Skip Garibaldi asks if there is an elementary proof of the following fact that "accidentally" fell out of some high-powered machinery he was working on.

Say that two matrices $A$ and $B$ over the rationals are rationally congruent if there exists a matrix $S$ over the rationals such that $S^t A S = B$.
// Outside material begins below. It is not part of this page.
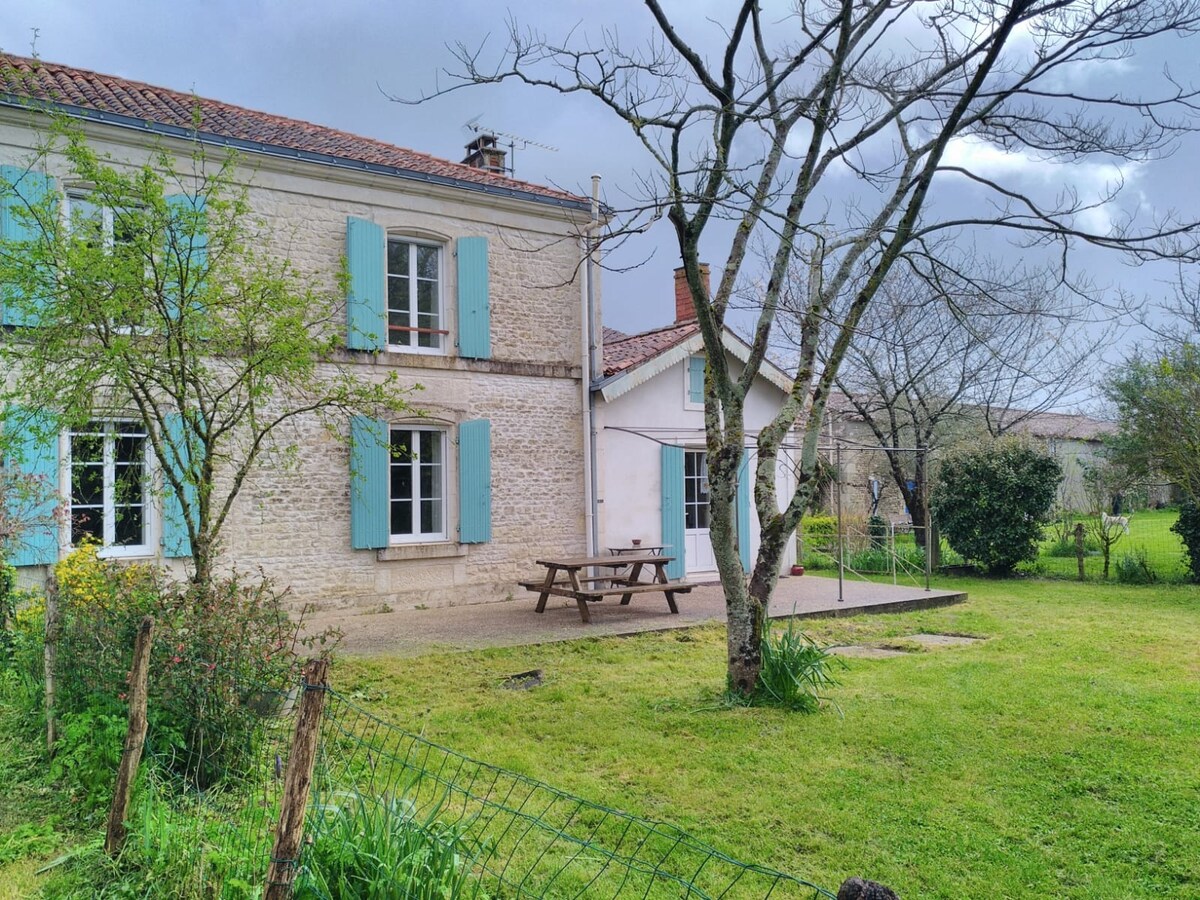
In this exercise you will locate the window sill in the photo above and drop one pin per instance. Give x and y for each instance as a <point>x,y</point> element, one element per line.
<point>421,551</point>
Theorem (Garibaldi). Suppose $n \equiv 0 \pmod 4$. Then the diagonal matrices $$A = diag\left[\binom{n}{0}, \binom{n}{2}, \binom{n}{4}, \ldots, \binom{n}{n/2 - 2}\right]$$ and $$B = diag\left[\binom{n}{1}, \binom{n}{3}, \binom{n}{5}, \ldots, \binom{n}{n/2 - 1}\right]$$ are rationally congruent. Similarly, suppose $ n \equiv 2 \pmod 4$. Then the matrices $$A = diag\left[\binom{n}{0}, \binom{n}{2}, \binom{n}{4}, \ldots, \binom{n}{n/2 - 1}\right]$$ and $$B = diag\left[\binom{n}{1}, \binom{n}{3}, \binom{n}{5}, \ldots, \binom{n}{n/2 - 2}, \frac{1}{2}\binom{n}{n/2}\right]$$ are rationally congruent.